The most unappreciated feature in Sql Server 2008?

There is a feature in Sql Server 2008, that from my point of view has been hugely neglected. This is the Change Data Capture feature. Its main purpose is to keep historical data for all changes that happen in a given database.

How we did change data tracking so far?

Almost in all projects I have worked on so far, there have been some kind of custom implementation of this feature. Usually with history tables that are copy of the real one and database triggers, we are able to somewhat fulfil this need, but this approach has some big disadvantages. First, of all you should maintain this history tables and never forget to transfer the schema change that you make in the original table to the history one. Second, this inevitably adds a performance hit to you database operations, which in some cases could be significant. Last but not least, these history tables could end up being enormous part of your database. Because of this, on some projects we are not able to turn on the data tracking because the size of the database will hit the roof. 

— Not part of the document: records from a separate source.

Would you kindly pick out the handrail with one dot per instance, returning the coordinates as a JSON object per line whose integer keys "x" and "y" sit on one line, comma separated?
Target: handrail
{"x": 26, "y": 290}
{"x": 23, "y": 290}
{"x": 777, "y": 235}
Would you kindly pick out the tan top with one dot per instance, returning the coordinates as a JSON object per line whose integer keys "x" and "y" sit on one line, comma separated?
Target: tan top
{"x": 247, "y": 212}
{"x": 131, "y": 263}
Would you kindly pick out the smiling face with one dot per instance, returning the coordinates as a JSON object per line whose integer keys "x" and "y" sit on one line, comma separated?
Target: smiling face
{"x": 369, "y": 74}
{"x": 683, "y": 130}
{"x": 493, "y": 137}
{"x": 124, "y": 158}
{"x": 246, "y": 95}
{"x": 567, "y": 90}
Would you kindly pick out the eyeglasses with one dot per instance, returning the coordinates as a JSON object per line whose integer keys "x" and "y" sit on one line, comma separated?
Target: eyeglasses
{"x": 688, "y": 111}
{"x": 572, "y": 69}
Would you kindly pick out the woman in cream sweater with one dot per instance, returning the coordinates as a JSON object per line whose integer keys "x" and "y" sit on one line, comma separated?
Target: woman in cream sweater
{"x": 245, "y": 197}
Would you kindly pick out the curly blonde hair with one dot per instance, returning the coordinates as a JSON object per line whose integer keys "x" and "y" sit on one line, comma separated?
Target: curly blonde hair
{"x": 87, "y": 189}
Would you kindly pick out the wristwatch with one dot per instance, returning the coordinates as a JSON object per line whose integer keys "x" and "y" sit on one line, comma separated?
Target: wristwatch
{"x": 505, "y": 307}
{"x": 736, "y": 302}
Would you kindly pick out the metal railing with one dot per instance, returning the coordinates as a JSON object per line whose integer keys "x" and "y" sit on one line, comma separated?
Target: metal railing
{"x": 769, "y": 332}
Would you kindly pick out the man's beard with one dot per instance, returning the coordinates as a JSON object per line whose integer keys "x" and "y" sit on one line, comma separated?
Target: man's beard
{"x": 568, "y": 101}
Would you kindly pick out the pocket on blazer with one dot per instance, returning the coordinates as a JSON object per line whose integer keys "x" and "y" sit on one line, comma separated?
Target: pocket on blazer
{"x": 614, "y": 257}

How we can do it better using Change Data Capture?

The solution of all this problems is called Change Data Capture and is introduced in Sql Server 2008. You will need Enterprise, Developer or Evaluation edition to be able to use this feature and it has to been enabled for every database on your database that needs it. It is a great solution to all problems mentioned above: it automatically keep track for all new columns added, the changes in the history tables are applied asynchronously and you can set retention policy for how long your history records should be kept in the database. Probably, it doesn't make sense to keep you history data for more than a few days or a week most in your operational database. You can make (you should actually) periodically backups on your database that will keep all your historical data. What's more, you can turn on this feature only on the tables that you need and only on those columns that are interested to you. What's even more, all tables needed to support this feature are part of a custom scheme in the system tables. This way all history tables won't get on your way if your are using ORM tools or if your database has many tables. Finally, if you plan a bug data update and history tracking is not necessarily, you can easily turn it off and then switch on again, without loosing data. 

But is it really better?

That was what I asked myself, when first heard for this feature. I took the challenge and decided to make a little competition between our custom solution and the built in Change Data Capture feature. I took two copies of one of our databases and applied our history tables on the first one and turned on the CDC on the second one. The table in question has ~ 20 columns and ~ 200000 records. I also, prepared a big chunk of update queries in order to compare which will do a better job. See the results yourself:

Updated records Change Data Capture (in seconds) History triggers (in seconds)
2000 1 1
10000 2,5 17
20000 14 64
50000 18 403
100000 34 1475
150000 47 3334
200000 80 8500

That beats even my expectations. I ran every set of updates three times on each database - one with enabled CDC and the other with history triggers. These are the average times that every query took on my developer machine. You can only imagine what overhead is this for you production servers, especially if you frequently update or delete your data. Here is how this look graphically, I think you can imagine where this is going:

Of course, you probably don't update every day 200K records at once, but I'm sure that during the day you have at least 100K updated/deletes. This costs a lot of the server resources. This will also greatly reduce the chance of deadlocks occurring, especially when updating lots of records at once.

What is even better is that enabling this feature is a peace of cake. Check Introduction to Change Data Capture (CDC) in SQL Server 2008 from Pinal Dave, which was a great start from me. Just a heads up - be sure that your SQL Server Agent is enabled when turning on the CDC feature. And another good article in MSDN. Otherwise, your history tables will be empty and no changes will be tracked.

I plan to use this feature for the new projects that will come next (since the transition in existing project will not be very easy). I hope this helps you, feel free to use the comment form and share what solution you currently use.